La Dalle
7.2
La Dalle

Morceau de L.E.J ()

Une analyse littéraire : du classique au brûlant

C'est avec un morceau peut-être inattendu que j'inaugure ma première critique musicale. Point de dissertation sur mon groupe préféré (The Dresden Dolls, pour info), point de louanges sur des choses qui m'émeuvent ou m'exaspèrent, pas de comique ni d'investissement émotionnel, non. Je vous propose ce que je sais faire de mieux : de la littérature.

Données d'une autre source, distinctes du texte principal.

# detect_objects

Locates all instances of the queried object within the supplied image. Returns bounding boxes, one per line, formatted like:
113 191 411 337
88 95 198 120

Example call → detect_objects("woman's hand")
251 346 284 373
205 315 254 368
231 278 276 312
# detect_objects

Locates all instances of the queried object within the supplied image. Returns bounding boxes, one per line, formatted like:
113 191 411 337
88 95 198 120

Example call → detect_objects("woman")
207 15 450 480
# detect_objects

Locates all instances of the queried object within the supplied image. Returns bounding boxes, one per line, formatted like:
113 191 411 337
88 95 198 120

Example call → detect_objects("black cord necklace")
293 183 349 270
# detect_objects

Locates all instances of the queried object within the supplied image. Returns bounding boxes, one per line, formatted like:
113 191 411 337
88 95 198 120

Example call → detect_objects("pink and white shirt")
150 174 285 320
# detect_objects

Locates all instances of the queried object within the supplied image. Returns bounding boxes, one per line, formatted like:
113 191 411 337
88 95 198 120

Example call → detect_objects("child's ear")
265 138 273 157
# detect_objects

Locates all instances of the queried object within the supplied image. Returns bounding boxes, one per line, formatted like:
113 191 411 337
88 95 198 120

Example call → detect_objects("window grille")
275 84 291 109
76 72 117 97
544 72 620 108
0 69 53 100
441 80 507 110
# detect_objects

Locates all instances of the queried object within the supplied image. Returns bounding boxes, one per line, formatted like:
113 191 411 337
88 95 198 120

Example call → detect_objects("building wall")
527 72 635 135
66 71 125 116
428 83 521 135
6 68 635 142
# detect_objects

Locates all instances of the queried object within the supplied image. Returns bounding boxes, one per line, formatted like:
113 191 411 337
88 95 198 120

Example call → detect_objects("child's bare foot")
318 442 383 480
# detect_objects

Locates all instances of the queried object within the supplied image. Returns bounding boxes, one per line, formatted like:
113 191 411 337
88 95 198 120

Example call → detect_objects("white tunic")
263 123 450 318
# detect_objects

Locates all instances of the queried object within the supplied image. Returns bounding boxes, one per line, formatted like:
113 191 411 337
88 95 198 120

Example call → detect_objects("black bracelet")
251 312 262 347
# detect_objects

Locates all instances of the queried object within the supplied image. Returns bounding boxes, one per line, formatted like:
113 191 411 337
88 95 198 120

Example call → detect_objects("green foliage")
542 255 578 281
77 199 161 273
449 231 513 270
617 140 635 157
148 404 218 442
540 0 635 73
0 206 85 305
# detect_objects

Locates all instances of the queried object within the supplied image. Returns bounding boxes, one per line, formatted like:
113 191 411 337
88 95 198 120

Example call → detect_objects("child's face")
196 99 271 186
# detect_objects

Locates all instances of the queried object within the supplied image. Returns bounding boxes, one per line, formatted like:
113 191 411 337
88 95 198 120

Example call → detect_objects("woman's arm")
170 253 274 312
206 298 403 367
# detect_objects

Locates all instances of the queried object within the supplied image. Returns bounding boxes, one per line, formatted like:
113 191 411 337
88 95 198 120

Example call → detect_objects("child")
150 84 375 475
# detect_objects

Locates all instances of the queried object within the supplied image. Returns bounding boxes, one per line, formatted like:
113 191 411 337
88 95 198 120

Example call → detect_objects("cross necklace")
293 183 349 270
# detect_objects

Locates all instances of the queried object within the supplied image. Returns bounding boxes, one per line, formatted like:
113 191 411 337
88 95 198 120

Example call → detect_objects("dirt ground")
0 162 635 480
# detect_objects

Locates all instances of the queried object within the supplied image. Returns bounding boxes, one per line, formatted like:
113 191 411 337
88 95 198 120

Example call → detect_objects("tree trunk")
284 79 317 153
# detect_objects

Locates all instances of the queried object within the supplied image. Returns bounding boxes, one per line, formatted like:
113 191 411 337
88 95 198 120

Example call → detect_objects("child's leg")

En effet, ce n'est certainement pas sur la forme que cette chanson peut être abordée sous un angle original et intéressant. Alors oui, elle est sympa, elle est prenante, les filles sont jolies, le concept est sympa, c'est bien chanté, le clip est mignon, tout ça tout ça. Je ne m'y connais pas du tout en théorie musicale, mais il me semble évident que cette chanson pop aux accents chauds est en tous points concordante aux standards actuels : la mélodie n'a rien de révolutionnaire, c'est linéaire et classique, couplet-refrain-couplet-refrain-couplet qui change un peu et plus court-refrain etc, bref, c'est plutôt calibré pour plaire.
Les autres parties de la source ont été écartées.